With his Ken doll good looks, all washboard stomach and smouldering patrician cheekbones, he would've certainly fit the mould as a greased-up exotic dancer.
And while scheduling conflicts is normally bullshit rattled out by the 'sincerest' of stars, in James' case, it's unduly believable. The man is one crazy busy actor.
Best known for his photogenic turns in 27 Dresses, Enchanted and X-Men as visor clad, Cyclops – sadly failing to make an appearance in next instalment, Days of Future Past – the 40-year-old Oklahoman, who made an honest woman out of Liz Lemon in 30 Rock, has eight, count it, eight pictures all queued up for release in the next 18 months.
Currently shooting Vince Vaughn comedy, Business Trip in Berlin, we'll soon catch him in Elizabeth Banks starrer, Walk of Shame and Kristen Wiig's next stab at quirky comedy, Welcome to Me.
There's also a little-known sequel you may have possibly heard of – Anchorman 2: The Legend Continues and his latest release, a poignant, subtle performance as JFK in The Butler.
"It's gonna be an Oscar season for me next year," he dryly replies, his voice muffled by a Californian cold.
A showy vehicle for Forest Whitaker, The Butler loosely bases itself on the life of Eugene Allen, head butler at the White House and his experiences through eight administrations, from Eisenhower to Reagan.
Whitaker plays the fictitious Cecil Gaines, the son of a cotton picker who flees the cruels of a Southern plantation to eyewitness key events during the African American civil rights movement.
He watches as Presidents Eisenhower (Robin Williams), Johnson (Liev Schreiber) and Nixon (John Cusack) struggle with racial unrest but it was John F Kennedy, played here with an uncanny similitude by Marsden, who makes the greatest impression.
"Obviously my thought when I got this part was, 'Please don't screw this up'.
"It's not a film about Kennedy and all the presidents are largely peripheral characters, but it's not lost on me that he's one the most beloved and well-documented figures in American history."
A central montage in the star-studded epic – which also features a breathtaking performance from Oprah Winfrey as Cecil's troubled wife, Gloria – is Kennedy's Civil Rights Speech, which had a profound effect on cast and crew when the square-jawed star delivered his interpretation.
"After I filmed the speech, a couple of crew members came up to me, African Americans, who had tears in their eyes telling me how moving it was.
"It was something very special, and you know, not many actors get to play one of the most important men of our times.

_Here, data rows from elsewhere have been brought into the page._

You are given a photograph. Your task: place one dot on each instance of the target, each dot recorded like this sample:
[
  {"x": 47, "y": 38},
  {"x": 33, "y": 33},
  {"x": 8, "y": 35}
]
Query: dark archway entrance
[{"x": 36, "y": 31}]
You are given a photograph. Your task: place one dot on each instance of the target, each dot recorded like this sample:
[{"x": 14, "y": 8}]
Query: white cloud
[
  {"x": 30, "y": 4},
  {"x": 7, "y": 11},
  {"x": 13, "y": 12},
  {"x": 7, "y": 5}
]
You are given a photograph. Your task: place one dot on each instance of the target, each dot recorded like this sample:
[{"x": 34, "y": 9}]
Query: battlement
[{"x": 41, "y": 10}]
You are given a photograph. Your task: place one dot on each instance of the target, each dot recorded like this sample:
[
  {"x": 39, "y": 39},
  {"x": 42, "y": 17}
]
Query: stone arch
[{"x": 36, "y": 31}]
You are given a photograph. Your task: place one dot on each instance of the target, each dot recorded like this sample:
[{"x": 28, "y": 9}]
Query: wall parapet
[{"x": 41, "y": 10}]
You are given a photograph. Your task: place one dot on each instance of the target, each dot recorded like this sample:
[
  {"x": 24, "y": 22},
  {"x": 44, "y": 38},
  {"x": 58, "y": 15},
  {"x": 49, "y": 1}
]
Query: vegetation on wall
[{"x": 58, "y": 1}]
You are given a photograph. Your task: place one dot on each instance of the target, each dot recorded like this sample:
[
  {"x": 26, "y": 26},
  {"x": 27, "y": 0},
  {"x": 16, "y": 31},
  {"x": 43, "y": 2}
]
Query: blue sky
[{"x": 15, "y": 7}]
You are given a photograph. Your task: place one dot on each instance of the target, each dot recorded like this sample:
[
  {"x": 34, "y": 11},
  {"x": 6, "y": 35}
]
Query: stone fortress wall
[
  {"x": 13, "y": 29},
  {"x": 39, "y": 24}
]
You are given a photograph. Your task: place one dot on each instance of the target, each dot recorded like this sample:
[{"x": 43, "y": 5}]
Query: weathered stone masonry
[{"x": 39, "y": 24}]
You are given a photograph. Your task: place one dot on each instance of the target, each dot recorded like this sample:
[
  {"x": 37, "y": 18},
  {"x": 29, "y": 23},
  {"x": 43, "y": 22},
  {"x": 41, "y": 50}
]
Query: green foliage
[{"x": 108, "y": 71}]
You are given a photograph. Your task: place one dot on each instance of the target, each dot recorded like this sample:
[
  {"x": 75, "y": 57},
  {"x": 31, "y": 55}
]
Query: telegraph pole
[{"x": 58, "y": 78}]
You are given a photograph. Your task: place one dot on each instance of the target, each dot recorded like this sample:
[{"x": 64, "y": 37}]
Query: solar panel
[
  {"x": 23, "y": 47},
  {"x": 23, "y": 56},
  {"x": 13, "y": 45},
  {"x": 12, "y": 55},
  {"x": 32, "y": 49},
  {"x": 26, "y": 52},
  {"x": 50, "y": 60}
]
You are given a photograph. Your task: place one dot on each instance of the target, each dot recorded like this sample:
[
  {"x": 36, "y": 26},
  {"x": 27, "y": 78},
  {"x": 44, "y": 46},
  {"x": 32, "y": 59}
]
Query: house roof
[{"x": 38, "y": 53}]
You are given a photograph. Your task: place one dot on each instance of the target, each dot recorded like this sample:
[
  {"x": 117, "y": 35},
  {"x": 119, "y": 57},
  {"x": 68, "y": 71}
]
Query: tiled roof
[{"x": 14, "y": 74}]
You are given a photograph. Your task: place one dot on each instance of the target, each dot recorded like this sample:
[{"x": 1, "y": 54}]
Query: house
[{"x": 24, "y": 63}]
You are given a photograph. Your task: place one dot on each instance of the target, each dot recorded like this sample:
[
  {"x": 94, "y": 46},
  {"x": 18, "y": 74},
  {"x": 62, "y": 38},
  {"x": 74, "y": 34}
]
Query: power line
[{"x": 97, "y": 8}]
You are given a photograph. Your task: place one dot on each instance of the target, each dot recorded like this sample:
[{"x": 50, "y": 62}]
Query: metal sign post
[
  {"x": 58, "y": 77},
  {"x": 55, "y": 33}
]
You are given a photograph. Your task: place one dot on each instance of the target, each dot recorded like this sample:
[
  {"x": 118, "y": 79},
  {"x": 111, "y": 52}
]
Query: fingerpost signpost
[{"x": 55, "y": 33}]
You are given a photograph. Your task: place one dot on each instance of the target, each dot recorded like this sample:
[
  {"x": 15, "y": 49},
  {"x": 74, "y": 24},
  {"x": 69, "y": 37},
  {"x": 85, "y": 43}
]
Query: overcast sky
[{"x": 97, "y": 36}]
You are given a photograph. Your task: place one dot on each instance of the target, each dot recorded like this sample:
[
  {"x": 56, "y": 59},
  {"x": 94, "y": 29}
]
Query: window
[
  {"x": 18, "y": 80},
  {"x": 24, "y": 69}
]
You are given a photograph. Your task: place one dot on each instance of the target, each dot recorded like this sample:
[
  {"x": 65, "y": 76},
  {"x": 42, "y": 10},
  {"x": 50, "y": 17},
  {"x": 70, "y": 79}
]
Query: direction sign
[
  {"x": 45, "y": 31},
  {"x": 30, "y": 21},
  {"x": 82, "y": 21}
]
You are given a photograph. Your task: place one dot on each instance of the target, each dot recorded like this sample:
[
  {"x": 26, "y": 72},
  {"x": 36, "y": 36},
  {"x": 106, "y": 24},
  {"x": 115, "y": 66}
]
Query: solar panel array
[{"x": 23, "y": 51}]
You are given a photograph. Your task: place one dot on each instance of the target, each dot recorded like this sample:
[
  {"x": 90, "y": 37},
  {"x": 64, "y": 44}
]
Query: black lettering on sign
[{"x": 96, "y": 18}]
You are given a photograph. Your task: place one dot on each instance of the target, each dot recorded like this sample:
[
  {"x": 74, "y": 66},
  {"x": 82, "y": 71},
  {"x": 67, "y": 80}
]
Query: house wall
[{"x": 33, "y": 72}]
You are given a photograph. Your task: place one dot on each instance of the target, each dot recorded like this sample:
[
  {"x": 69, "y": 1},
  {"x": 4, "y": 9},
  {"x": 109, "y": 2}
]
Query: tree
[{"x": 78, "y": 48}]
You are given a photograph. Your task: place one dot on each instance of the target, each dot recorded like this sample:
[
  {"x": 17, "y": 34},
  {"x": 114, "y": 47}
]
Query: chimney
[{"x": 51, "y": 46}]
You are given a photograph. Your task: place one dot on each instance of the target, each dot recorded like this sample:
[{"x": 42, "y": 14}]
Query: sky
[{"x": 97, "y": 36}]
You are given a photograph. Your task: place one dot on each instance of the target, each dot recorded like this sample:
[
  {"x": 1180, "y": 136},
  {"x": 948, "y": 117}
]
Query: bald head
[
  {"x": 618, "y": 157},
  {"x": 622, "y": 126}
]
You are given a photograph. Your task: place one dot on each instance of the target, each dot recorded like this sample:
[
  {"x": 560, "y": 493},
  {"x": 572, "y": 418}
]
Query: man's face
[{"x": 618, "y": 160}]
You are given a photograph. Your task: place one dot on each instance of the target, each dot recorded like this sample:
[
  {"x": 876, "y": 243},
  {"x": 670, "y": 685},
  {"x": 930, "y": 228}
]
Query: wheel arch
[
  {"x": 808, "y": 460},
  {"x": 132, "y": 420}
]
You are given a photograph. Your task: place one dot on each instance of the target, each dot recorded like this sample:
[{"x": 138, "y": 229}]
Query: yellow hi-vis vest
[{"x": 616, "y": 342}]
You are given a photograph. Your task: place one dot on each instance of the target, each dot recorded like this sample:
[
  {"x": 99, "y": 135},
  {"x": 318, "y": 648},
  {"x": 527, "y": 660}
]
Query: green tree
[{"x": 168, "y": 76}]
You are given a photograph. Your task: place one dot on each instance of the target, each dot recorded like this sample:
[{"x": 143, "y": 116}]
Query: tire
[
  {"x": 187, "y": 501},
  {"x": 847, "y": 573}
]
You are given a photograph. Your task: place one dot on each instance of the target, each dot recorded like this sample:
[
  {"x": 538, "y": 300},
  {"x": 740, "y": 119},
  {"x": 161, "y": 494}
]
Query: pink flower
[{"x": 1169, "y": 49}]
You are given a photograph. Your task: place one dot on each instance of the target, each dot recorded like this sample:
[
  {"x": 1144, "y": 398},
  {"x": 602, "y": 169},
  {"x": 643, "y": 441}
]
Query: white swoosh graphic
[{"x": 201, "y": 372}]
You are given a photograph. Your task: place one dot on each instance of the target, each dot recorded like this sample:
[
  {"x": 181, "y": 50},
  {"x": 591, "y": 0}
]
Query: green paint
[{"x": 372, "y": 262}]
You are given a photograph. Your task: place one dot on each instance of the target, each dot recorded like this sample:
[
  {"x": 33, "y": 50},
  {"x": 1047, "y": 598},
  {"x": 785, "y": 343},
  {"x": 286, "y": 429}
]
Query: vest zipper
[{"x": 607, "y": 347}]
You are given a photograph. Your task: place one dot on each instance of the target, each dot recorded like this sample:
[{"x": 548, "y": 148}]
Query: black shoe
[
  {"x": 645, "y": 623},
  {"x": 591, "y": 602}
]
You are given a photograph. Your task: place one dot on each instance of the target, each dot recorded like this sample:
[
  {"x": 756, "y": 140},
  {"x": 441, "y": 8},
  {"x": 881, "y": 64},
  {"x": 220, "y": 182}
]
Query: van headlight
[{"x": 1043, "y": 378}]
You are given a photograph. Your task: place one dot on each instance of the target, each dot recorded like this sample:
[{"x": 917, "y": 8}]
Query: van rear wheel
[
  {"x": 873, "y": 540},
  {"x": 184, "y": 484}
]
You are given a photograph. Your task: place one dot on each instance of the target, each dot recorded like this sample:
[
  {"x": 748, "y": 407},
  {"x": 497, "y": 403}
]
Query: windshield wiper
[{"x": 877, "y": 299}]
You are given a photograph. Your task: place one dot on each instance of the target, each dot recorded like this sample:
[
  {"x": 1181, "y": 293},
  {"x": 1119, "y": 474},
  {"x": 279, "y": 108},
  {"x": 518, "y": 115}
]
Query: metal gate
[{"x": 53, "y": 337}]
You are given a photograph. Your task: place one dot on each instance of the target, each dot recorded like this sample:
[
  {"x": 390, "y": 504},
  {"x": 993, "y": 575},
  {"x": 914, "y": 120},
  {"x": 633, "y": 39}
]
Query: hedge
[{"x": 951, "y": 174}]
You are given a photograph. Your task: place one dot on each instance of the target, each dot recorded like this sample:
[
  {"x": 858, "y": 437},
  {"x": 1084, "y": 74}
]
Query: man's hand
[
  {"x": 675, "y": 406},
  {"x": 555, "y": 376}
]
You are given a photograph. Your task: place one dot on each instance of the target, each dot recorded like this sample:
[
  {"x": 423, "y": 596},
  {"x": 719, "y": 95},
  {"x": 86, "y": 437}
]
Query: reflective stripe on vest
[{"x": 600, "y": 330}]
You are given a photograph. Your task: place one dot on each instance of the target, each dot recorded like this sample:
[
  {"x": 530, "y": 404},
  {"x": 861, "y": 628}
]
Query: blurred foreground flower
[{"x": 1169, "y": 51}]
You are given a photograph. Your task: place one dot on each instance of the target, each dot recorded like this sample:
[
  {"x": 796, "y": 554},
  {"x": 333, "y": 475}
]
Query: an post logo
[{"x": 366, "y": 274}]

It really was an honour."
While maybe lacking the same prestige and valour, the father of three – single since a divorce from actress Lisa Linde – is under no doubt about the significance of his next cinematic outing; Jack Lime, broadcast nemesis to Anchorman's Ron Burgundy. It was a daunting task.
"There's the script part and then there's the improv and you have to make sure you can keep up with those guys.
"What I've learned from working with Will [Ferrell] and Steve [Carell] though is how unselfish they are.
"They actually spend most of the time setting the other person up. There's no funniest guy in the room."
It wasn't James' first interaction with the Channel 5 news team. "I actually auditioned for the first Anchorman and was in the final running for Paul Rudd's and Steve Carell's characters.
"But I'm sure [director] Paul McKay had probably forgotten. I doubt it was like 'Lets bring him back, he got close first time round'."
Keeping schtum on the plot, Marsden admits he employed a rather painful technique to keep things professional on set. "At the end of shooting Anchorman, I had a bruised welt on my right leg. It came from my method to pinch myself, to create pain so I didn't break down in laughter with every take.
"And around Will and Steve, that's a difficult task. Keeping a straight face is impossible but you do what you got to do."
While the drop-dead facial features belie those of a Versace model – which incidentally James has experience of – it seemed comedy was always his first love, considering a debut professional gig in Fran Drescher sitcom, The Nanny as a hunky teenage suitor.
YouTube is armed with a selection of footage; does he ever take a stroll down memory lane?
"Don't need to because all my early stuff gets pulled out every time I do a talk show. I did Ellen, she had old headshots; I did Rove, he had old footage of when I sang in a bluegrass band as a kid.
"But you gotta have a sense of humour about it. The people that don't, c'mon we all started off somewhere.
"And with The Nanny," he adds, "keep in mind I'm a 19-year-old from Oklahoma, now being paid to be an actor on the set of a primetime TV show. At the time, that was the greatest job in the world."
Amidst 'pay the rent' guest appearances in Blossom and Party of Five, the actor had his first and only taste of Dublin when he landed a pilot for Camelot saga, The Castle.
"I worked there for about three weeks, round 1998, '97. It was with Patrick McGoohan and it was all 12th century knights and horses. It never got picked up.
"Honestly though, it's cheesy to say but I could have made a home at St James' Brewery. When I arrived in the city, I threw my bags down and went to the closest pub, McDaid's I think it was.
"I'd never had a Guinness before and it looked like everyone was drinking mud in a glass.
"But I finally tried one and it was delectable. So then I had to figure out how I was going to get it back on the plane to the States, not like the awful stuff we have over here."
Did he succeed in his efforts? "No... but there must have been enough coursing in my veins at that stage. So technically, I did."